Wednesday, February 6, 2013

100 Book Challenge - Book 16 - Doctor Who: Night of the Humans

Book 16/ 100
Book: Doctor Who: Night of the Humans
Author: David Llewellyn
ISBN: 978-1-846-07969-6
Pages: 247

For those who don’t know (Although I can’t imagine there are that many of ya) Doctor Who is a long running British science fiction TV series about an alien, The Doctor, who has a time machine, the TARDIS, that’s disguised as a 1960s style Police telephone box. The Doctor generally travels with companions, who are usually, but not always, human. And this year, 2013, is Doctor Who’s 50th anniversary, so I couldn’t do this 100 Book Challenge without at least one Doctor Who book in it.

This book features The Doctor and Amy Pond as portrayed on TV by Matt Smith and Karen Gillan.

Following a distress call from around 250,000 years in our future the TARDIS lands on a world made completely out of flattened space junk, called the Gyre, they soon encounter the hostile Sittuun, who take The Doctor and Amy prisoner, however as they’re being taken back to the Sittuun’s crashed spaceship, they’re attacked by a band of savages who kidnap The Doctor.

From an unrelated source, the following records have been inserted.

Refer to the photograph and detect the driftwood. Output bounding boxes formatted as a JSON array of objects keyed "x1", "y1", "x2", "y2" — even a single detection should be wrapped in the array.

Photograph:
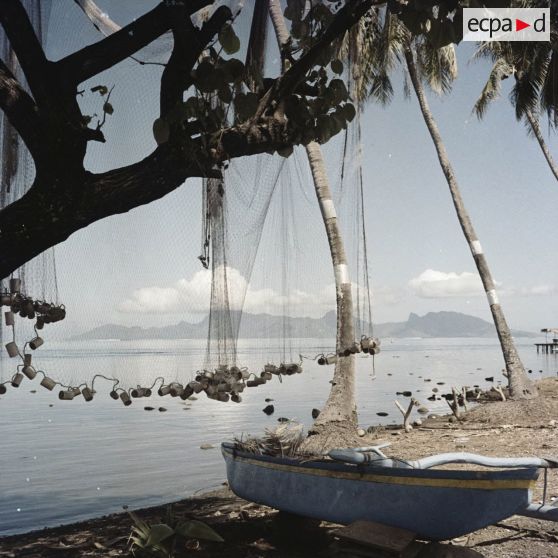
[
  {"x1": 492, "y1": 386, "x2": 506, "y2": 401},
  {"x1": 395, "y1": 397, "x2": 419, "y2": 432},
  {"x1": 446, "y1": 388, "x2": 461, "y2": 420}
]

Amy soon learns that the savages are humans, humans who are descended from the survivors of a crashed human spaceship from ages ago, humans who have lost their knowledge of their past, who believe the Gyre is in fact Earth and their great god Gobo will soon come and take them to the sacred place called El Paso.

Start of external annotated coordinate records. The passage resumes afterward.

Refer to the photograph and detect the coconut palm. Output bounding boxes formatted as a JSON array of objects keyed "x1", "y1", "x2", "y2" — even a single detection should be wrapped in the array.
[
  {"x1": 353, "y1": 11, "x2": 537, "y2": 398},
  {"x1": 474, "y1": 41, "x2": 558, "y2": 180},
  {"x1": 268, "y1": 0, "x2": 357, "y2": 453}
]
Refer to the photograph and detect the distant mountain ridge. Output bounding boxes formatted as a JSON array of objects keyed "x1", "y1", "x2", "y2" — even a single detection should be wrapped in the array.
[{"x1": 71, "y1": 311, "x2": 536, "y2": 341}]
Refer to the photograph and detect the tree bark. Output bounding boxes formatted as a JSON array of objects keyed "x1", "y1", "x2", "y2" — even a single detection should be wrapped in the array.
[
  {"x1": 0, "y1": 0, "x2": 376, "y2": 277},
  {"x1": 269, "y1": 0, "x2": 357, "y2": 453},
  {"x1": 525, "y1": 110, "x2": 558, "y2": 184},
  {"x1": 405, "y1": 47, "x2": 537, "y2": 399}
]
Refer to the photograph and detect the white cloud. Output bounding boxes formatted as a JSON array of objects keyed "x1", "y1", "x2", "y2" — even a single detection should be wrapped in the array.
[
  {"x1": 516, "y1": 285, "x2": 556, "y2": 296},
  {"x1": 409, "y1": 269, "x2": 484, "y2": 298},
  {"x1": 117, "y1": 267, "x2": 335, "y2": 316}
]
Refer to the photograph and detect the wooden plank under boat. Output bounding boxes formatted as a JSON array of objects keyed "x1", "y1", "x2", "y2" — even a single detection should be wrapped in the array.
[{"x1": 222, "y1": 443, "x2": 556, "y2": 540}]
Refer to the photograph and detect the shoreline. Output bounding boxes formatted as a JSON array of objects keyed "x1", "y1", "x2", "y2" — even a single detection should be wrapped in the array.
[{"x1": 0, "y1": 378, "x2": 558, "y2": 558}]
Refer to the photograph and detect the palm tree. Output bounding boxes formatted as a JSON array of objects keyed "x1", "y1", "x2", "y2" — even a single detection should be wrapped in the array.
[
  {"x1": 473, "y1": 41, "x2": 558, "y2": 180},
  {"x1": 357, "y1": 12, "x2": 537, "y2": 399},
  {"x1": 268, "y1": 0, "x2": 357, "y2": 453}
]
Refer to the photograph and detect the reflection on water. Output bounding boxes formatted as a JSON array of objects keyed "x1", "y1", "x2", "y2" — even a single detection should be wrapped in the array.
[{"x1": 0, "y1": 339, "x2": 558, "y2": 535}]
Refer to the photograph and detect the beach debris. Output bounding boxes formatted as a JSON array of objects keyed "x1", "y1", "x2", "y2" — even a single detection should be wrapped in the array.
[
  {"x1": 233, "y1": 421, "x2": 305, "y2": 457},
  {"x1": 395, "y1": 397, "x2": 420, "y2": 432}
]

But of more immediate concern is the comet that’s scheduled to strike the Gyre and destroy it, sending debris out into space, to collide with the planets out there, including the Sittuun homeworld. Can Amy, with the help of the Sittuun, rescue The Doctor and save both the Sittuun and the humans? Well, with the help of the space swashbuckler Dirk Slipstream, maybe. But the question is, who can she trust?

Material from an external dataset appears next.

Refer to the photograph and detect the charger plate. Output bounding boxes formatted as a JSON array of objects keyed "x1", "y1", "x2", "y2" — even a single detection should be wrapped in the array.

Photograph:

Rating… Oh, 5 out of 5 TARDISes easily, although I did think that Amy’s characterization was slightly off from the TV portrayal, The Doctor though was spot on. The author managed to portray the sadness and the disbelief at the way things happen, as well as weave a nice little mystery into the book. I’d definitely recommend it to any Doctor Who fan out there.